# How do you evaluate sin^-1(-sqrt3/2) without a calculator?

-60°
A right-angled triangle with hypotenuse $1$ and one side $\frac{\sqrt{3}}{2}$ has the third side of length $\frac{1}{4}$ by Pythagoras. Draw a unit circle centred on the origin $O$ and sketch a regular hexagon in it, with vertices $\left(1 , 0\right)$, $\left(\frac{1}{2} , \frac{\sqrt{3}}{2}\right)$, $\left(- \frac{1}{2} , \frac{\sqrt{3}}{2}\right)$, $\left(- 1 , 0\right)$, $\left(- \frac{1}{2} , - \frac{\sqrt{3}}{2}\right)$, $\left(\frac{1}{2} , - \frac{\sqrt{3}}{2}\right)$. Let $P$ the last vertex in this list and let $N$ be the foot of the perpendicular from $P$ to the $x$-axis.

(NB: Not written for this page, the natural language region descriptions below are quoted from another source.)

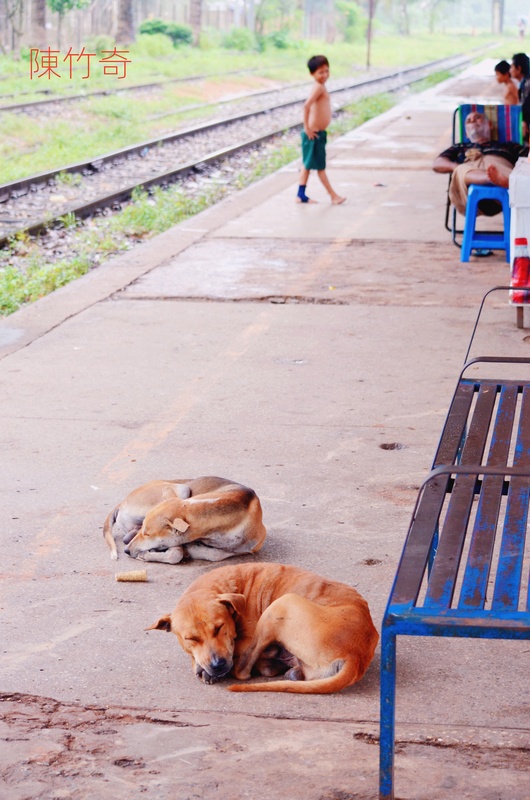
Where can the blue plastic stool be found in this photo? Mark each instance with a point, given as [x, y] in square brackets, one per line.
[473, 239]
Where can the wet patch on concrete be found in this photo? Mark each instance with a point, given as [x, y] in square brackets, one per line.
[337, 272]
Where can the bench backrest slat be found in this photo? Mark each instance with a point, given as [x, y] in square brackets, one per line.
[455, 425]
[419, 542]
[509, 572]
[478, 566]
[442, 580]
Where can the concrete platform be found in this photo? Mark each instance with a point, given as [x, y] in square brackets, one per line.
[294, 349]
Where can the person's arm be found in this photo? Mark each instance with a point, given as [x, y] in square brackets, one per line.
[511, 97]
[443, 164]
[316, 92]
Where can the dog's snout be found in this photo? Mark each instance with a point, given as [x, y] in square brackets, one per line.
[219, 666]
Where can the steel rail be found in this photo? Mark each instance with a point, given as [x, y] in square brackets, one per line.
[83, 210]
[21, 186]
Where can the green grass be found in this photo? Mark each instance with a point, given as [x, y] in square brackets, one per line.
[26, 272]
[104, 124]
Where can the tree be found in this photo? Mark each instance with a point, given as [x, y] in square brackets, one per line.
[14, 10]
[196, 19]
[38, 23]
[61, 7]
[125, 32]
[497, 16]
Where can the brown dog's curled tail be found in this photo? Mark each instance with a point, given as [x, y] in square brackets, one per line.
[107, 533]
[349, 673]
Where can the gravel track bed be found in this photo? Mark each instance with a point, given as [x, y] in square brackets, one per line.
[52, 199]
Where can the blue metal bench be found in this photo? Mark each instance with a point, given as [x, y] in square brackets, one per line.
[460, 572]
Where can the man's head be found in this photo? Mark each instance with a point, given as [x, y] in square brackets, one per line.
[477, 128]
[520, 66]
[318, 66]
[502, 71]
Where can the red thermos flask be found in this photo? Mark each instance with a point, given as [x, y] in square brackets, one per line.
[520, 272]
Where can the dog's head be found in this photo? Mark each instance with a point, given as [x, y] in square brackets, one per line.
[160, 529]
[206, 629]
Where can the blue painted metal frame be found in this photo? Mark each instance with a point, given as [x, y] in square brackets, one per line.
[406, 619]
[456, 484]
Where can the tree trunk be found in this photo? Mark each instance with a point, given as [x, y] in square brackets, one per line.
[125, 32]
[38, 23]
[195, 19]
[497, 16]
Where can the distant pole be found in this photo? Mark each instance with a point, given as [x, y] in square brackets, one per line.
[371, 12]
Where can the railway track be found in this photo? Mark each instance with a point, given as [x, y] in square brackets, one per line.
[86, 188]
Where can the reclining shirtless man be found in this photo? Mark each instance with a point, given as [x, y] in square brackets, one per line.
[479, 161]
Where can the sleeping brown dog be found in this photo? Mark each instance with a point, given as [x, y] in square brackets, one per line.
[208, 518]
[274, 619]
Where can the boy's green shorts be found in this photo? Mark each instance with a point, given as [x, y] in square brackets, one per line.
[314, 150]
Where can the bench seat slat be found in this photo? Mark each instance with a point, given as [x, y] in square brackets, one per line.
[509, 572]
[419, 542]
[475, 582]
[442, 580]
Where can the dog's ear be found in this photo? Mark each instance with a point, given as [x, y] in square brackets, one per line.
[163, 624]
[236, 603]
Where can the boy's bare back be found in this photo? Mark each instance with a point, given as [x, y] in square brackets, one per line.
[317, 108]
[319, 105]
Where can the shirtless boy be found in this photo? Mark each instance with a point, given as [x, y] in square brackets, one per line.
[317, 116]
[502, 73]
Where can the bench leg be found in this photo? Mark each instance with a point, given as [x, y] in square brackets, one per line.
[387, 725]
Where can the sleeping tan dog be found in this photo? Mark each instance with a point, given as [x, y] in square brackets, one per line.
[209, 518]
[274, 619]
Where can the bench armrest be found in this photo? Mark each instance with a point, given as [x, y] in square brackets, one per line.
[494, 289]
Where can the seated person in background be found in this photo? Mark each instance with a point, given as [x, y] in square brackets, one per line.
[502, 73]
[478, 161]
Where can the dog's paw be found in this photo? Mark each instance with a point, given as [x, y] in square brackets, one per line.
[204, 676]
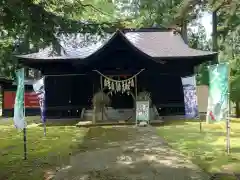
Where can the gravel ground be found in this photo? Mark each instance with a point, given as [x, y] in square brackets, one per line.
[144, 156]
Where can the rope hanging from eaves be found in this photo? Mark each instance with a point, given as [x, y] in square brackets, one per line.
[119, 85]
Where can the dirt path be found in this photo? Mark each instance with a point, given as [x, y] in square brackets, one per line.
[143, 157]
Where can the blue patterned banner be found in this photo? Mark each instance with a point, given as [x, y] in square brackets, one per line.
[218, 93]
[38, 87]
[19, 109]
[190, 97]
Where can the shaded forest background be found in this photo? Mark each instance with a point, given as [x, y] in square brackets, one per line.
[28, 25]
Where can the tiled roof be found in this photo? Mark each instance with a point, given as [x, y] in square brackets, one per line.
[156, 44]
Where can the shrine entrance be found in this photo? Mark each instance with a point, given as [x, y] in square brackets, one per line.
[121, 89]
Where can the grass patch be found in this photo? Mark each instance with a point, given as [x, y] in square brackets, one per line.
[208, 148]
[45, 154]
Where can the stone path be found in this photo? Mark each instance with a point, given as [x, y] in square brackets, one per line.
[144, 157]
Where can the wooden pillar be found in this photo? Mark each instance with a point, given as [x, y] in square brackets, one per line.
[135, 91]
[102, 105]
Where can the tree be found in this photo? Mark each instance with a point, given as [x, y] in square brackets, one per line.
[27, 25]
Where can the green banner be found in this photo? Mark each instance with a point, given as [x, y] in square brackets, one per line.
[142, 111]
[218, 93]
[19, 113]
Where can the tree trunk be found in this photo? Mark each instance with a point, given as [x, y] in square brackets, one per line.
[238, 109]
[214, 31]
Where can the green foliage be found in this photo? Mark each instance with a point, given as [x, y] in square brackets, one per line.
[207, 149]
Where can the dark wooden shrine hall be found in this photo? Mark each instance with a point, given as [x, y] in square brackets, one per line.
[70, 79]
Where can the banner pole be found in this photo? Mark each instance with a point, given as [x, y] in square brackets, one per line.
[228, 112]
[199, 117]
[24, 116]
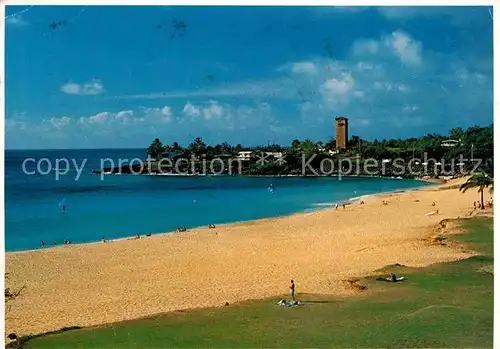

Then, disregarding signs, angle $\hat{P O N} = {\sin}^{-} 1 \left(\frac{\sqrt{3}}{2}\right)$. But clearly $\hat{P O N}$=360°/6 by symmetry.
Applying the definition of "principal value" of the inverse sin function (which requires the angle to be within the inclusive range +-90°) you get -60°#.